31 gennaio – 20 febbraio 2025 | ARTtime – Udine
di Martina Michelin
Ci sono serie che non nascono da un’idea, ma da una resa: quella alla verità.
Chiarezze Essenziali è una di queste.
È il risultato di un processo di analisi che ho attraversato con lucidità e coraggio, ripercorrendo quattro periodi fondamentali della mia vita:
l’infanzia, l’adolescenza, l’età adulta fino ai 40 anni e il momento presente.
Quattro soglie che chiedevano di essere osservate, comprese e trasformate in forma visibile.
Riporto un estratto della critica di ARTtime, che ha colto con grande sensibilità l’essenza di questa ricerca:
“Le opere di Martina Michelin sono il riflesso perfetto del ricco vissuto emozionale dell’artista: sublimi trasposizioni pittoriche di ricordi, sentimenti, esperienze, aspirazioni e desideri. Grazie a simbologie e metafore riesce a raccontarsi con naturalezza attraverso una pittura energica e sincera, una seconda voce che apporta benessere e chiarezza.”
Luca Franzil Tweet
Questa chiarezza è stata la guida e la destinazione.
Acrilico materico su tela 80×80 cm. Periodo rappresentato: l’infanzia
I primi anni della nostra vita sono spesso pieni di etichette: ciò che gli altri vedono in noi, ciò che ci si aspetta, i piccoli contenitori in cui veniamo messi.
Questo quadro nasce dall’idea di “spazio assegnato”, del vaso che contiene ma anche limita.
Nell’infanzia si formano i confini, ma anche le prime ribellioni silenziose.
Acrilico materico 80×80 cm.

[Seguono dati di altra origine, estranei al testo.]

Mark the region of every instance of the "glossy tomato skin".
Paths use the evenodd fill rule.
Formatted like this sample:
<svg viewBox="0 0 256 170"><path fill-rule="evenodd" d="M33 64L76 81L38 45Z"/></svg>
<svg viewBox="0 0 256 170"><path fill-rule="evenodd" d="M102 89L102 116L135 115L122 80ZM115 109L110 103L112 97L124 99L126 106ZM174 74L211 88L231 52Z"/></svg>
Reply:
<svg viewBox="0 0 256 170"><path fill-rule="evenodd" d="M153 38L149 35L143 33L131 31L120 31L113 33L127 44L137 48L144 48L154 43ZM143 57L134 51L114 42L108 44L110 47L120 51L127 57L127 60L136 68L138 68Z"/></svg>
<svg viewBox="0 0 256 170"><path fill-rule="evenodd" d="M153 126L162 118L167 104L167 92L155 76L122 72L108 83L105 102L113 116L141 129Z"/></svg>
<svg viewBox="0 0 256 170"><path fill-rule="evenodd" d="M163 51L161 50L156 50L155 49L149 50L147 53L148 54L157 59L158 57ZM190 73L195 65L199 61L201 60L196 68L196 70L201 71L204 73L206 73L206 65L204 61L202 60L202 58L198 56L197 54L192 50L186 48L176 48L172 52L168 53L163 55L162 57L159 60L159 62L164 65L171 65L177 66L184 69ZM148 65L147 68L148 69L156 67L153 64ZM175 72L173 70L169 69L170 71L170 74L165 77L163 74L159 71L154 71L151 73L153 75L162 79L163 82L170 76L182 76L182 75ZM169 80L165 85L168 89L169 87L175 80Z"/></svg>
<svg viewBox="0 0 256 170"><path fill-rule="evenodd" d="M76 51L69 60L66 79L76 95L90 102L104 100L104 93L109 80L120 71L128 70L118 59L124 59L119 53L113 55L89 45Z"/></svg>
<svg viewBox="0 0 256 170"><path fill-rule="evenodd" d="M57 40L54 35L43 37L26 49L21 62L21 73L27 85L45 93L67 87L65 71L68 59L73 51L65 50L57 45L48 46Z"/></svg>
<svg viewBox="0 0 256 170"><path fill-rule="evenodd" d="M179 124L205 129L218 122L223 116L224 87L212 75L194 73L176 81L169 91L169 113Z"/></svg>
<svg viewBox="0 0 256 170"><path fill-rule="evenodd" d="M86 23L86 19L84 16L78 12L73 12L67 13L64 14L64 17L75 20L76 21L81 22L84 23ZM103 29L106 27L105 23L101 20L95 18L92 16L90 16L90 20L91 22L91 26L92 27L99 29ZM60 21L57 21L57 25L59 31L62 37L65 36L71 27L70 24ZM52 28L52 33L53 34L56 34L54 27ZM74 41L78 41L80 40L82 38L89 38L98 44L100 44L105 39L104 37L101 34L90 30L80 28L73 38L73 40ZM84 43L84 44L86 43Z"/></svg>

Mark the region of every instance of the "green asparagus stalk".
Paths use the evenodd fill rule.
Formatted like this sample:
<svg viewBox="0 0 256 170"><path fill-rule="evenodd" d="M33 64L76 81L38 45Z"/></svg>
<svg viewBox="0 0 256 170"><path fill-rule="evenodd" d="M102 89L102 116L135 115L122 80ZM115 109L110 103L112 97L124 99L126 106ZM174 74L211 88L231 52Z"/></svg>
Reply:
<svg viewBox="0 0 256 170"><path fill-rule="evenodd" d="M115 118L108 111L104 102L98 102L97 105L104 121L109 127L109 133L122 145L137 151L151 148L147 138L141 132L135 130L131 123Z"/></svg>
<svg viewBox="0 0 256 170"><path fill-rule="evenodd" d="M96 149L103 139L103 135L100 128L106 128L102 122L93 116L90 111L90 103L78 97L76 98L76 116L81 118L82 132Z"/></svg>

Periodo rappresentato: adolescenza e primo ingresso nel mondo
La leggenda del pettirosso — che strappa le spine dalla corona di Cristo e porta sul petto il segno rosso — è diventata per me un simbolo di duplicità:
compassione come empatia profonda,
passione come ardore che dona sé stesso.
In questo periodo della vita ho imparato che il dolore visto da vicino cambia forma, che l’amore che sa farsi ferita sa anche diventare trasformazione.
Materico su tela 80×80 – già acquistato
Periodo rappresentato: l’età adulta fino ai 40 anni
È la tela della ricerca di un luogo interiore che non cede al caos.
La consapevolezza di poter scegliere cosa far entrare nella propria vita, cosa proteggere, cosa allontanare.
È la casa interiore — fatta più di ascolto che di muri — che permette di ritrovare equilibrio e presenza.
Acrilico e pastelli a olio su tela 80×80 cm
Periodo rappresentato: il tempo presente
Il faro è l’archetipo della guida silenziosa.
Non domanda mai attenzione, ma dona luce quando serve.
In questo quadro ho scelto di rappresentare un altruismo maturo, stabile, non più sacrificio ma scelta.
Una presenza che non invade, ma sostiene.
È la mia definizione attuale di forza: una luce che rimane anche quando nessuno la vede.
Chiarezze Essenziali non è stata soltanto una mostra, ma un attraversamento.
Un modo per guardare in faccia le quattro età della mia vita e restituirle alla materia, alla luce, al colore.
Ogni quadro è una tappa di questo viaggio: un luogo in cui mi sono fermata, un passaggio che mi ha trasformata.
Oggi queste opere continuano a parlare — a chi le osserva, a chi le sceglie, a chi si riconosce in una forma, in un gesto, in una luce.
Per me, restano una promessa:
che la chiarezza, prima di essere “ordine”, sia rivelazione.
E che la bellezza nasca sempre da uno sguardo sincero su sé stessi.
Credo nel potere del colore, del gesto e della parola come vie di ritorno a sé stessi.